Monday, 15 December 2014

Ruble Tumbles Past 60 Per Dollar as Traders Press Russia's Central Bank


The ruble tumbled past 60 for the first time as traders tested Russia’s willingness to defend the currency amid an oil slump that’s pushing the economy toward recession.

The ruble weakened as much as 5 percent to 61.25 per dollar, pushing the Bank of Russia to sell foreign exchange to stem the slide, according to BCS Financial Group and MDM Bank. Three-month implied volatility for the currency, which traded 4.2 percent weaker at 60.7205 by 5:34 p.m. in Moscow, climbed to a six-year high. The yield on 10-year government bonds rose 11 basis points to 13.11 percent, the most since 2009.

Traders are pressing the Bank of Russia to buy more rubles to limit a selloff that has wiped out 19 percent of the currency’s value this month. Oil’s slide toward $60 a barrel in London and sanctions over the conflict in Ukraine are undermining confidence in Russian assets as evidence mounts that the economy is entering a recession. Industrial output fell the most in more than a year in November, data showed today.

“To a large extent it’s a foreign outflow, triggered by a reconsideration of Russia’s long-term prospects,” Dmitry Dudkin, the head of fixed-income research at Uralsib Financial Corp. in Moscow, said by e-mail. “People start pricing a long period of low oil prices. And in these circumstances, Russia doesn’t look like a place where one should invest money, even without sanctions.”

The economy of the world’s largest energy exporter is set to shrink 0.8 percent in 2015, the government said this month, in what would be its first recession since 2009. The ruble has retreated 46 percent this year, the most among global currencies after Ukraine’s hryvnia.

Outflows Accelerate

Bonds and stocks are also underperforming developing-country peers this month. While the dollar-denominated RTS Index has declined 24 percent since Nov. 30, ruble bonds slid 21 percent, according to the Bloomberg Emerging Market Local Sovereign Index.

Russia is set to register $125 billion of capital outflows in 2014, the most since 2008, according to Economy Ministry forecasts and central-bank data.

Policy makers failed to stop the ruble’s depreciation this month with more than $6 billion of interventions and a 100 basis-point interest-rate increase.
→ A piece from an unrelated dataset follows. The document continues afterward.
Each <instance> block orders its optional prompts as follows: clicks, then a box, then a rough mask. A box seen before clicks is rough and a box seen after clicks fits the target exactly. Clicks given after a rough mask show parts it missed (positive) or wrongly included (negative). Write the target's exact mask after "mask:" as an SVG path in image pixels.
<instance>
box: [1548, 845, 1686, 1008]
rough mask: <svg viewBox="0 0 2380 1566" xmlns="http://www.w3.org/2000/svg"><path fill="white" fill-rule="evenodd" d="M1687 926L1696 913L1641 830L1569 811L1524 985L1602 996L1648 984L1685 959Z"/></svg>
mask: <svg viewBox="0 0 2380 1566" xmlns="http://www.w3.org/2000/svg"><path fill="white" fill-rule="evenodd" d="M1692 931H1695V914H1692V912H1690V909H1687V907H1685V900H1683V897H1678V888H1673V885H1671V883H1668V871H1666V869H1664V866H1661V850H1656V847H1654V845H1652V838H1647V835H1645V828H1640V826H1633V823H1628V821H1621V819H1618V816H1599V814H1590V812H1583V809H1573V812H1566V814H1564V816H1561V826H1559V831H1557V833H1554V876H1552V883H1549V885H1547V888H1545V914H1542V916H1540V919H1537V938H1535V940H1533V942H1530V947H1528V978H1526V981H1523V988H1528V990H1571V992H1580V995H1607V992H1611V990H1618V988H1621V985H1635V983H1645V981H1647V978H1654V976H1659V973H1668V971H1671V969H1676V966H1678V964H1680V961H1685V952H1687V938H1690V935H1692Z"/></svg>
The central bank sold at least $350 million to bolster the ruble today, according to Luis Saenz, the head of equity sales and trading in London for Moscow-based BCS.

More Interventions

“I expect the ruble to tumble further, but would expect the central bank comes into the market to defend the ruble more forcefully via interventions once it breaches 60,” Bernd Berg, a London-based emerging-market strategist at Societe Generale SA, said in e-mailed comments before the currency crossed that threshold. “The central bank might be concerned about the speed of decline in recent days.”

The Bank of Russia spent more than $80 billion supporting the ruble this year, helping drain foreign-currency reserves to a five-year low of $416 billion.

Brent oil, which rose today for the first time in four days, remains 43 percent weaker in 2014. Russia derives about 50 percent of its budget revenue from oil and natural gas industries. While the weaker currency helps offset a drop in oil earnings, it’s also stoking inflation that crossed 9 percent for the first time since 2011 last month.

The three-month MosPrime interbank rate climbed 217 basis points this month to 14.84 percent. The Bank of Russia canceled a 700 billion-ruble ($11.6 billion) auction of three-year funding after receiving no bids. Banks borrowed less than 50 percent of the $10 billion offered in a separate foreign-exchange sale.

“The market is pushing at an open door with the central bank so hesitant” to intervene, Tom Levinson, the chief currency and interest rates strategist at Sberbank CIB in Moscow, said by e-mail. The “lower ruble and steady oil is normally a trigger for them to intervene, but they are quiet,” he said.